Un campo silvestre y colorido se extiende bajo mis pies, mantos de nubes nos cubren por horas. El mundo se pierde en la distancia, todos sus caminos conducen a la neblina, a otros mundos, desde este invisibles. Tres jinetes recorren el campo (siempre habían sido dos), sus caballos dominan el lugar, las nubes iluminan su pelaje zaino. Desaparecen detrás de unos montículos floreados y dejan tras de sí el malva extendido en el cielo. De pronto una voz:
«Es una profecía».
La sensación de haber experimentado esto cuando yo era… ¿distinto? La dimensión de un abismo del que escapó un eco, luego la distancia entre el malva de las alturas y las plantas de otoño. Me detengo en un silencio, miro. El mundo es el mismo, la brisa sopla apenas, la neblina recorta los senderos.
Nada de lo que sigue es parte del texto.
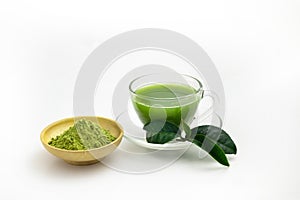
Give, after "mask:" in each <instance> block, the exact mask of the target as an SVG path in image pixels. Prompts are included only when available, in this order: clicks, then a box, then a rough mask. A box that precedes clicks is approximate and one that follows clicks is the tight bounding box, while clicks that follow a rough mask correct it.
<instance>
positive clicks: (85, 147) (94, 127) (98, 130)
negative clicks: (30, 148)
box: [48, 119, 116, 150]
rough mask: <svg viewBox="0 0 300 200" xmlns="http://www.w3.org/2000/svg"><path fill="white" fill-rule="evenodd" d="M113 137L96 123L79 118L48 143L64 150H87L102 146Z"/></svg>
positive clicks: (57, 147)
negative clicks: (65, 149)
mask: <svg viewBox="0 0 300 200" xmlns="http://www.w3.org/2000/svg"><path fill="white" fill-rule="evenodd" d="M115 139H116V138H115V137H114V136H112V135H111V134H110V132H109V130H106V129H104V128H102V127H100V126H99V125H98V124H97V123H94V122H92V121H89V120H85V119H80V120H78V121H76V122H75V124H74V126H71V127H70V128H69V129H68V130H66V131H64V132H63V133H62V134H61V135H58V136H56V137H54V138H52V139H51V140H50V141H49V142H48V144H49V145H51V146H54V147H56V148H60V149H66V150H87V149H94V148H98V147H102V146H104V145H107V144H109V143H111V142H112V141H114V140H115Z"/></svg>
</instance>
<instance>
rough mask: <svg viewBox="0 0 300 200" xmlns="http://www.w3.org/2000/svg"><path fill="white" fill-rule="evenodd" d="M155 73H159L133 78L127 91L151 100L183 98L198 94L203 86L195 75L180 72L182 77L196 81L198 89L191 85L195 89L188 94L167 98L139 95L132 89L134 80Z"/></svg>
mask: <svg viewBox="0 0 300 200" xmlns="http://www.w3.org/2000/svg"><path fill="white" fill-rule="evenodd" d="M156 74H159V73H154V74H147V75H143V76H139V77H137V78H135V79H133V80H132V81H131V82H130V84H129V91H130V93H131V94H132V95H134V96H137V97H139V98H143V99H151V100H178V99H184V98H189V97H193V96H195V95H198V94H200V92H202V91H203V86H202V83H201V82H200V81H199V80H198V79H197V78H195V77H193V76H190V75H187V74H181V76H184V77H187V78H191V79H193V80H194V81H196V83H197V84H198V85H199V88H198V89H195V88H194V87H193V86H191V87H193V88H194V89H195V93H193V94H188V95H184V96H180V97H168V98H164V97H149V96H146V95H141V94H137V93H136V92H135V91H134V90H133V89H132V85H133V84H134V82H136V81H137V80H140V79H142V78H144V77H147V76H151V75H156ZM166 83H167V82H166Z"/></svg>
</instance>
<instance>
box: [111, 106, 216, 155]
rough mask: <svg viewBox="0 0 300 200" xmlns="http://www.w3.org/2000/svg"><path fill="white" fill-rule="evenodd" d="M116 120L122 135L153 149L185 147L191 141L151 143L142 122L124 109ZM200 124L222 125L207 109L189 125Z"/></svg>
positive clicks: (127, 138)
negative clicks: (117, 123)
mask: <svg viewBox="0 0 300 200" xmlns="http://www.w3.org/2000/svg"><path fill="white" fill-rule="evenodd" d="M116 121H117V122H119V123H120V124H121V126H122V127H123V130H124V137H125V138H126V139H127V140H128V141H130V142H131V143H133V144H136V145H138V146H140V147H144V148H147V149H154V150H182V149H187V148H188V147H189V146H190V145H191V143H190V142H187V141H185V142H183V141H176V139H175V140H173V141H170V142H168V143H165V144H152V143H148V142H147V141H146V131H145V130H143V128H142V127H143V125H142V123H140V122H139V119H138V118H135V119H134V118H132V115H130V113H129V111H125V112H123V113H121V114H120V115H118V116H117V118H116ZM200 124H202V125H204V124H210V125H215V126H219V127H221V126H222V121H221V119H220V118H219V117H218V115H216V114H215V113H213V112H212V111H211V112H210V111H207V112H206V113H204V114H202V115H197V117H195V118H194V120H193V122H192V123H191V125H190V126H191V127H196V126H199V125H200Z"/></svg>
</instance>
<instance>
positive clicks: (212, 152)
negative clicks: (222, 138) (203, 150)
mask: <svg viewBox="0 0 300 200" xmlns="http://www.w3.org/2000/svg"><path fill="white" fill-rule="evenodd" d="M198 139H199V140H200V141H198ZM201 141H204V142H201ZM193 143H194V144H195V145H197V146H198V147H200V148H201V149H203V150H204V151H206V152H207V153H209V155H211V157H213V158H214V159H215V160H216V161H218V162H219V163H220V164H222V165H225V166H228V167H229V162H228V160H227V157H226V155H225V152H224V151H223V150H222V148H221V147H220V146H219V145H217V144H216V143H214V142H213V141H212V140H210V139H209V138H207V137H205V135H202V134H198V135H197V139H194V140H193Z"/></svg>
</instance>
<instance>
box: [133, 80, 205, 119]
mask: <svg viewBox="0 0 300 200" xmlns="http://www.w3.org/2000/svg"><path fill="white" fill-rule="evenodd" d="M151 76H157V75H155V74H152V75H147V76H142V77H139V78H137V79H135V80H134V81H132V82H131V84H130V91H131V100H132V103H133V106H134V109H135V111H136V113H137V115H138V117H139V119H140V120H141V122H142V123H143V124H146V123H149V122H151V121H155V120H161V121H169V122H172V123H174V124H176V125H180V123H181V121H182V120H183V121H184V122H185V123H187V124H190V123H191V122H192V120H193V117H194V115H195V113H196V110H197V107H198V104H199V101H200V99H201V98H202V93H203V90H202V85H201V83H200V82H199V81H198V80H197V79H195V78H193V77H191V76H187V75H182V79H180V81H178V80H177V81H167V80H160V81H159V79H157V78H154V77H153V80H156V81H154V82H153V81H151Z"/></svg>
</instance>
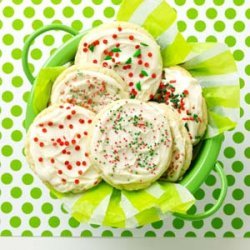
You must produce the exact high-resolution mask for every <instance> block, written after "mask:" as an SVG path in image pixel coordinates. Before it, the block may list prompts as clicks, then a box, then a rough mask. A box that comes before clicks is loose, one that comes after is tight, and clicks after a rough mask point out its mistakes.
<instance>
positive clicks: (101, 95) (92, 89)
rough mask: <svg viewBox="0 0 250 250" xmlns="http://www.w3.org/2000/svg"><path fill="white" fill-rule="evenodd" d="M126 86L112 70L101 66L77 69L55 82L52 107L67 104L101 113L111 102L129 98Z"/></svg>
mask: <svg viewBox="0 0 250 250" xmlns="http://www.w3.org/2000/svg"><path fill="white" fill-rule="evenodd" d="M126 88H127V86H126V83H125V82H124V81H123V80H122V79H121V78H120V77H119V75H117V74H116V73H115V72H114V71H113V70H110V69H106V68H103V67H101V66H99V65H94V64H93V65H92V64H85V65H74V66H71V67H69V68H67V69H66V70H65V71H64V72H63V73H62V74H60V76H59V77H58V78H57V79H56V81H55V83H54V84H53V88H52V93H51V103H52V104H54V103H57V102H68V103H72V104H76V105H79V106H81V107H84V108H86V109H89V110H91V111H93V112H95V113H97V112H99V111H100V110H101V109H102V108H104V107H105V106H106V105H107V104H109V103H111V102H112V101H116V100H120V99H126V98H128V96H129V95H128V92H127V91H126Z"/></svg>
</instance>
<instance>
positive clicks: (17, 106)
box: [10, 105, 23, 116]
mask: <svg viewBox="0 0 250 250" xmlns="http://www.w3.org/2000/svg"><path fill="white" fill-rule="evenodd" d="M10 112H11V114H12V115H13V116H20V115H21V114H22V112H23V110H22V108H21V107H20V106H19V105H14V106H13V107H12V108H11V110H10Z"/></svg>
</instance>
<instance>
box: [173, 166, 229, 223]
mask: <svg viewBox="0 0 250 250" xmlns="http://www.w3.org/2000/svg"><path fill="white" fill-rule="evenodd" d="M214 170H215V171H216V172H217V173H218V175H219V177H220V180H221V192H220V196H219V198H218V199H217V202H216V204H215V205H214V206H213V207H212V208H210V209H209V210H207V211H206V212H203V213H200V214H194V215H190V214H180V213H173V215H174V216H176V217H178V218H180V219H184V220H190V221H193V220H202V219H205V218H207V217H209V216H211V215H213V214H214V213H215V212H217V211H218V209H219V208H220V207H221V205H222V203H223V201H224V199H225V197H226V193H227V187H228V186H227V178H226V175H225V173H224V170H223V168H222V166H221V164H220V163H219V162H216V164H215V167H214Z"/></svg>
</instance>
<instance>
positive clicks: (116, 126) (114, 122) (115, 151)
mask: <svg viewBox="0 0 250 250" xmlns="http://www.w3.org/2000/svg"><path fill="white" fill-rule="evenodd" d="M90 140H91V141H90V158H91V160H92V161H93V164H94V166H95V167H96V169H97V170H98V172H99V173H100V175H101V176H102V178H103V179H104V180H105V181H106V182H108V183H109V184H111V185H112V186H114V187H116V188H118V189H126V190H138V189H143V188H146V187H148V186H149V185H150V184H151V183H153V182H154V181H156V180H157V179H158V178H160V176H161V175H162V174H163V173H164V172H165V171H166V170H167V168H168V167H169V164H170V161H171V157H172V135H171V131H170V127H169V123H168V120H167V119H166V117H165V116H164V114H163V112H162V111H161V110H159V109H158V108H156V107H153V106H151V105H150V104H148V103H144V102H140V101H138V100H131V99H128V100H120V101H116V102H114V103H112V104H111V105H109V106H107V107H106V108H105V109H104V110H102V111H101V112H100V113H99V114H98V115H97V116H96V117H95V119H94V122H93V126H92V136H91V137H90Z"/></svg>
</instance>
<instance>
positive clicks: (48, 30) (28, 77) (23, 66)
mask: <svg viewBox="0 0 250 250" xmlns="http://www.w3.org/2000/svg"><path fill="white" fill-rule="evenodd" d="M50 30H63V31H65V32H67V33H70V34H72V35H74V36H76V35H77V34H78V31H76V30H74V29H72V28H71V27H68V26H65V25H62V24H50V25H47V26H44V27H42V28H40V29H38V30H36V31H35V32H34V33H32V34H31V35H30V36H29V37H28V39H27V40H26V42H25V44H24V47H23V51H22V65H23V71H24V73H25V75H26V77H27V78H28V80H29V81H30V83H31V84H33V82H34V80H35V77H34V76H33V75H32V73H31V72H30V68H29V63H28V54H29V49H30V46H31V44H32V42H33V41H34V40H35V39H36V38H37V37H38V36H39V35H40V34H42V33H45V32H47V31H50Z"/></svg>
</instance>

Pero hay algo diferente en él, o en mí, que estoy en él; algo naciente y turbio, como una palabra…

Detuve aquí la lectura: recordé el tatuaje que había visto en el umbral del sueño, y mientras mi cuerpo hervía de sospechas…

~  *  ~

Ahí acababa la última hoja, el resto del texto estaba perdido para siempre. Laura por fin se decidió a tirar todo a la basura.